Ptychographic X-ray speckle tracking with multi-layer Laue lens systems
Category
Published on
Type
journal-article
Author
Andrew J. Morgan and Kevin T. Murray and Mauro Prasciolu and Holger Fleckenstein and Oleksandr Yefanov and Pablo Villanueva-Perez and Valerio Mariani and Martin Domaracky and Manuela Kuhn and Steve Aplin and Istvan Mohacsi and Marc Messerschmidt and Karolina Stachnik and Yang Du and Anja Burkhart and Alke Meents and Evgeny Nazaretski and Hanfei Yan and Xiaojing Huang and Yong S. Chu and Henry N. Chapman and Saša Bajt
Citation
Morgan, A.J. et al., 2020. Ptychographic X-ray speckle tracking with multi-layer Laue lens systems. Journal of Applied Crystallography, 53(4), pp.927–936. Available at: http://dx.doi.org/10.1107/s1600576720006925.
Abstract
The ever-increasing brightness of synchrotron radiation sources demands improved X-ray optics to utilize their capability for imaging and probing biological cells, nano-devices and functional matter on the nanometre scale with chemical sensitivity. Hard X-rays are ideal for high-resolution imaging and spectroscopic applications owing to their short wavelength, high penetrating power and chemical sensitivity. The penetrating power that makes X-rays useful for imaging also makes focusing them technologically challenging.

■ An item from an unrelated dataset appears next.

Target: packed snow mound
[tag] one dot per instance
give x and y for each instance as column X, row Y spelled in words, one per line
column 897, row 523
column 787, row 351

Recent developments in layer deposition techniques have enabled the fabrication of a series of highly focusing X-ray lenses, known as wedged multi-layer Laue lenses. Improvements to the lens design and fabrication technique demand an accurate, robust, in situ and at-wavelength characterization method. To this end, a modified form of the speckle tracking wavefront metrology method has been developed. The ptychographic X-ray speckle tracking method is capable of operating with highly divergent wavefields. A useful by-product of this method is that it also provides high-resolution and aberration-free projection images of extended specimens. Three separate experiments using this method are reported, where the ray path angles have been resolved to within 4 nrad with an imaging resolution of 45 nm (full period). This method does not require a high degree of coherence, making it suitable for laboratory-based X-ray sources. Likewise, it is robust to errors in the registered sample positions, making it suitable for X-ray free-electron laser facilities, where beam-pointing fluctuations can be problematic for wavefront metrology.